Potatoes are hugely versatile and are a staple ingredient of many meals in one form or another – boiled, mashed, chipped or baked. Freshly dug and lightly boiled with mint or, cooled and eaten with salads ; they just can’t be beaten.
There are numerous ways of growing potatoes.
It is vital with early varieties and a good idea with maincrops to chit the seed tubers first before planting; this means allowing them to produce sturdy shoots. Buy your seed potatoes in late January/February and stand them rose end up (the rose end has the most eyes) in egg boxes or similar in a light, frost-free place.

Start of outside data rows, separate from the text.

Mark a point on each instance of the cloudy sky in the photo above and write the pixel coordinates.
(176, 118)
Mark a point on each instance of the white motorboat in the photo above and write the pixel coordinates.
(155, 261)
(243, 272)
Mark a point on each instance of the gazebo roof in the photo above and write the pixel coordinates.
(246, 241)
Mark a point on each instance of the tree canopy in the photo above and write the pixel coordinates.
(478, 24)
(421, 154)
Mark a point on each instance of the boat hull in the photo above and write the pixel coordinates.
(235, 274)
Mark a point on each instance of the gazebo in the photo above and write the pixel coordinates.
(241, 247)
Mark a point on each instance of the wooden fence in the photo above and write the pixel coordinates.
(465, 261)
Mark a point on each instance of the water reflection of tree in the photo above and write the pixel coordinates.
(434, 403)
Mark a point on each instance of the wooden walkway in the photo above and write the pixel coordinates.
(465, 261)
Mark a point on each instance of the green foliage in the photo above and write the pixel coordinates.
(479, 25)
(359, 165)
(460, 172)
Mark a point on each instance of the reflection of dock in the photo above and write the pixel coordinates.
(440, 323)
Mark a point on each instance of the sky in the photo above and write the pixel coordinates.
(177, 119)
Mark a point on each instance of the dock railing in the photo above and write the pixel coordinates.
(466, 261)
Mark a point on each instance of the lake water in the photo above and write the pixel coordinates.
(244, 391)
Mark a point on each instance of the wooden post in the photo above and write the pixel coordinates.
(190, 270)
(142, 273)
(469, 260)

The tubers are ready to plant when the shoots are about 2.5cm (1in) long.
Once planted, when the stems are about 23cm (9in) high, start earthing up by carefully drawing soil up to the stems and covering to produce a flat-topped ridge about 15cm (6in) high. This can be done little and often or in one go.
Newly emerging foliage is susceptible to frost damage. You can prevent this by earthing up the soil around the shoots or by covering them with fleece.
It is also possible to grow them in large containers. Line the bottom 15cm (6in) of the container with potting compost and plant the seed tuber just below this. As the new stems start growing, keep adding compost until the container is full.
Keep crops well watered in dry weather.
A liquid feed of a balanced general fertiliser every fortnight can help increase yields.